Egli si ritirò infine nel cuore di una selva, e lì si raccolse in tale fervore di preghiera da non avvedersi del tempo, e non è mai venuta la sua ora di morire.
Baldassarre prese verso il tramonto del sole, dove regnavano i potenti signori di Roma. Lo accolsero i Romani ora curiosi, ora speranzosi, ora timorosi, ora ostili. Egli vide che la grande città era troppo ricca, troppo vasta, troppo corrotta e troppo colta, e si sconfortò. Tuttavia attese, ed era molto vecchio, quando a Roma giunsero anche gli Apostoli Pietro e Paolo. “C’è chi sa fare meglio”, disse, e si diresse di là dalle Alpi, dove popoli giovani e selvaggi attendevano la loro ora per prendere il posto di Roma nella storia.
Lì predicò a quelle genti, e, in tarda età, ebbe in moglie una principessa, e per amore di lei volle non più morire, e potresti incontrarlo forse nelle strade e nelle città del nostro tempo.
***
I nomi tradizionali dei magi ebbero successo. Conosciamo un Melchiorre Gioia; una Gaspara Stampa; un Baldassar Castiglione del XVI secolo, ma anche il nostro Baldassarre (Sarro) Sinopoli, caduto ad Alamein.
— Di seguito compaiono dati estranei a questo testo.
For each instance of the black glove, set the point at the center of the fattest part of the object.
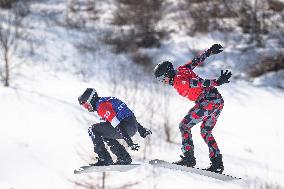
(134, 147)
(143, 132)
(224, 77)
(216, 48)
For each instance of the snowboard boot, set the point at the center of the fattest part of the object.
(103, 158)
(123, 157)
(187, 160)
(216, 165)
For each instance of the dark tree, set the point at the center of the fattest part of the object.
(139, 21)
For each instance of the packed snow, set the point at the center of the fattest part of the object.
(44, 130)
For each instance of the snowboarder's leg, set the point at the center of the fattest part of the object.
(104, 157)
(123, 157)
(193, 117)
(206, 132)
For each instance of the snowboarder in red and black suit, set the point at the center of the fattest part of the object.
(208, 105)
(119, 123)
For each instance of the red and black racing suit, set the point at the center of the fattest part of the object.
(208, 105)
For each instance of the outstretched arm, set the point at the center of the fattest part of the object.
(214, 49)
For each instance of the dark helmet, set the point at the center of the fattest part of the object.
(88, 99)
(164, 69)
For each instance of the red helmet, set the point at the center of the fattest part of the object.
(88, 99)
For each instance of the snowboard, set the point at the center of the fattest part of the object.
(92, 168)
(168, 165)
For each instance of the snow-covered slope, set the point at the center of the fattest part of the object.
(43, 135)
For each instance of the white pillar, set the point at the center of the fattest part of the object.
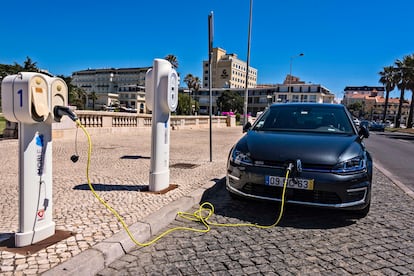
(35, 184)
(162, 85)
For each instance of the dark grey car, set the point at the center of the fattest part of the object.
(332, 166)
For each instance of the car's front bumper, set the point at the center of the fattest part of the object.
(330, 190)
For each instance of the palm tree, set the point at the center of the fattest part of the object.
(173, 60)
(401, 81)
(409, 68)
(193, 84)
(93, 97)
(388, 80)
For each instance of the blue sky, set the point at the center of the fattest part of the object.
(344, 42)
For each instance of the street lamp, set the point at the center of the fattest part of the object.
(290, 72)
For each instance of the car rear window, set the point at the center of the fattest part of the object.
(305, 118)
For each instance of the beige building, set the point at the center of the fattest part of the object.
(228, 71)
(106, 83)
(373, 107)
(260, 98)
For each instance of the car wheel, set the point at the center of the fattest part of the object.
(235, 196)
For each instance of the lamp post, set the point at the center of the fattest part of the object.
(290, 72)
(246, 92)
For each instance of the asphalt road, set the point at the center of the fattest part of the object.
(308, 241)
(394, 152)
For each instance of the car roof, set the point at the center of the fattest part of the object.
(301, 104)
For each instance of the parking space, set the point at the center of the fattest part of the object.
(307, 241)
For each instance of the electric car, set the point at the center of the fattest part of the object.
(330, 166)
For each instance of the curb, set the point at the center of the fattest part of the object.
(93, 260)
(392, 178)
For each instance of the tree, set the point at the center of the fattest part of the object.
(230, 101)
(173, 60)
(389, 81)
(93, 97)
(409, 67)
(401, 81)
(193, 84)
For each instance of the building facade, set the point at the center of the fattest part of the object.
(368, 102)
(260, 98)
(228, 71)
(111, 81)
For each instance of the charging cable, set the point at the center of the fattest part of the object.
(202, 214)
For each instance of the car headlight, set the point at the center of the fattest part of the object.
(354, 165)
(241, 158)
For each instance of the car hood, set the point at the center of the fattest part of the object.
(320, 149)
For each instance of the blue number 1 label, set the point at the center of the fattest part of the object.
(20, 92)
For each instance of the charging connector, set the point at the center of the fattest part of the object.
(59, 111)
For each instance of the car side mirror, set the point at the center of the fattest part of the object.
(246, 127)
(363, 132)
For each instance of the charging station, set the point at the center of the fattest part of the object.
(161, 86)
(29, 98)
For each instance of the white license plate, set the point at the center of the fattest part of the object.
(294, 183)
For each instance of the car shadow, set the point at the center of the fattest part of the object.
(266, 213)
(401, 137)
(112, 187)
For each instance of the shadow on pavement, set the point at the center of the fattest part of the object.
(266, 213)
(401, 136)
(112, 187)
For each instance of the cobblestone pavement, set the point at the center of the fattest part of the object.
(119, 169)
(308, 241)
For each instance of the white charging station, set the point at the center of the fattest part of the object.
(161, 86)
(28, 98)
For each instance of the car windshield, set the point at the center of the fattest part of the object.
(326, 119)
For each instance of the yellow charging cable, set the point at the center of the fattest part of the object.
(202, 214)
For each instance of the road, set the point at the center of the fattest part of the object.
(395, 153)
(308, 241)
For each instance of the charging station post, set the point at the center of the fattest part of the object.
(28, 98)
(161, 86)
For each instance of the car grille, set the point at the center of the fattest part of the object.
(321, 197)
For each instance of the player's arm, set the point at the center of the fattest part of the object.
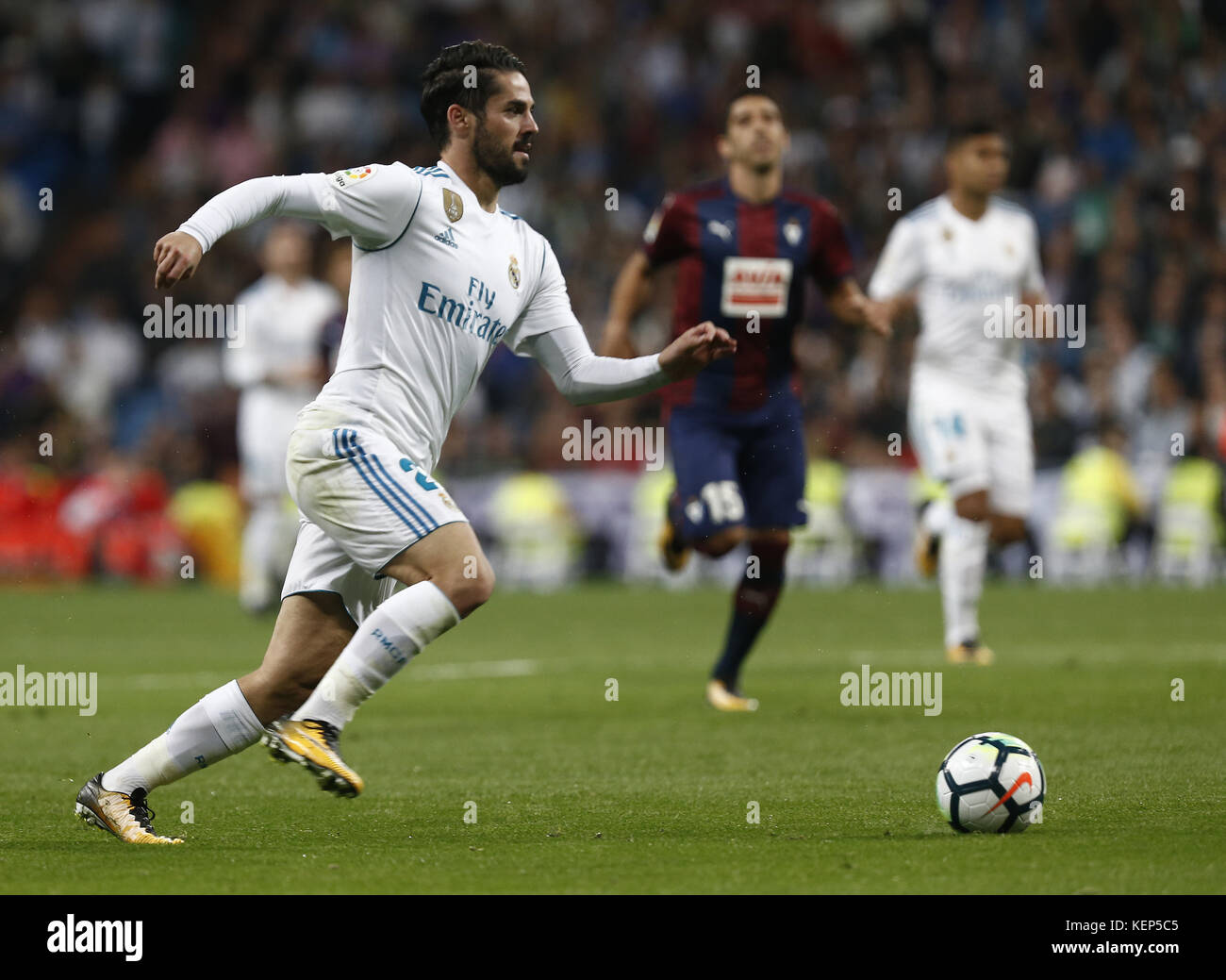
(899, 272)
(667, 237)
(630, 294)
(830, 266)
(373, 210)
(1034, 287)
(588, 379)
(548, 331)
(850, 305)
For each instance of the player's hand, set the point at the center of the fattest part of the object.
(175, 257)
(694, 350)
(878, 317)
(616, 341)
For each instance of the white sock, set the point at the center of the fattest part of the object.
(385, 641)
(936, 515)
(219, 725)
(964, 552)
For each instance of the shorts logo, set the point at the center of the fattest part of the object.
(453, 205)
(792, 232)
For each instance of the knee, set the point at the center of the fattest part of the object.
(721, 542)
(1006, 529)
(471, 588)
(972, 507)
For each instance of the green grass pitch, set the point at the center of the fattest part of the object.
(577, 793)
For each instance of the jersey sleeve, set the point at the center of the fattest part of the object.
(548, 308)
(899, 268)
(669, 235)
(373, 205)
(830, 257)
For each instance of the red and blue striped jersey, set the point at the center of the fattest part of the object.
(743, 268)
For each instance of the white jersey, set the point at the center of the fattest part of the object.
(963, 269)
(282, 330)
(437, 284)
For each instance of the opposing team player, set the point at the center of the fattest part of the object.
(278, 370)
(385, 562)
(744, 245)
(968, 259)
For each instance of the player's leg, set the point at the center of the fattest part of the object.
(771, 468)
(706, 511)
(395, 522)
(310, 631)
(264, 428)
(952, 443)
(448, 576)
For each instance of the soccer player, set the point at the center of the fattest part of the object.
(277, 367)
(385, 560)
(960, 259)
(744, 245)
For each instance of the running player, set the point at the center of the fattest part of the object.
(277, 368)
(744, 245)
(385, 562)
(963, 259)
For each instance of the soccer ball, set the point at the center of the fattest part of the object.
(991, 783)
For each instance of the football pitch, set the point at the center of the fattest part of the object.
(499, 760)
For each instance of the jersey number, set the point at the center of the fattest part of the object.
(723, 503)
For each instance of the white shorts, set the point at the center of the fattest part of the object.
(972, 440)
(363, 502)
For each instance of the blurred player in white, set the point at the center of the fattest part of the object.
(957, 257)
(385, 560)
(278, 368)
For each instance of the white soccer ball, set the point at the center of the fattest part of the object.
(991, 783)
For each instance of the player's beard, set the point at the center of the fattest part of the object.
(497, 160)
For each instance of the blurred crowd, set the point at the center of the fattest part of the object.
(118, 118)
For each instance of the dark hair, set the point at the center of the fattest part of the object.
(744, 92)
(442, 82)
(964, 131)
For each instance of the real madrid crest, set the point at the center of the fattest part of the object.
(453, 204)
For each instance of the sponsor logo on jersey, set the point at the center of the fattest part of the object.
(755, 286)
(465, 313)
(793, 232)
(343, 178)
(453, 205)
Da Baldassarre volevano discendere i nobili provenzali De Bau, che gli Italiani chiamarono Del Balzo, e che un giorno furono anche signori di Squillace. Cavalieri crociati, essi levavano alto il loro grido di guerra: Au hasard, Balthasar, in ricordo dell’avo re e mago; e che oggi in Francia è un proverbio per chi deve rischiare.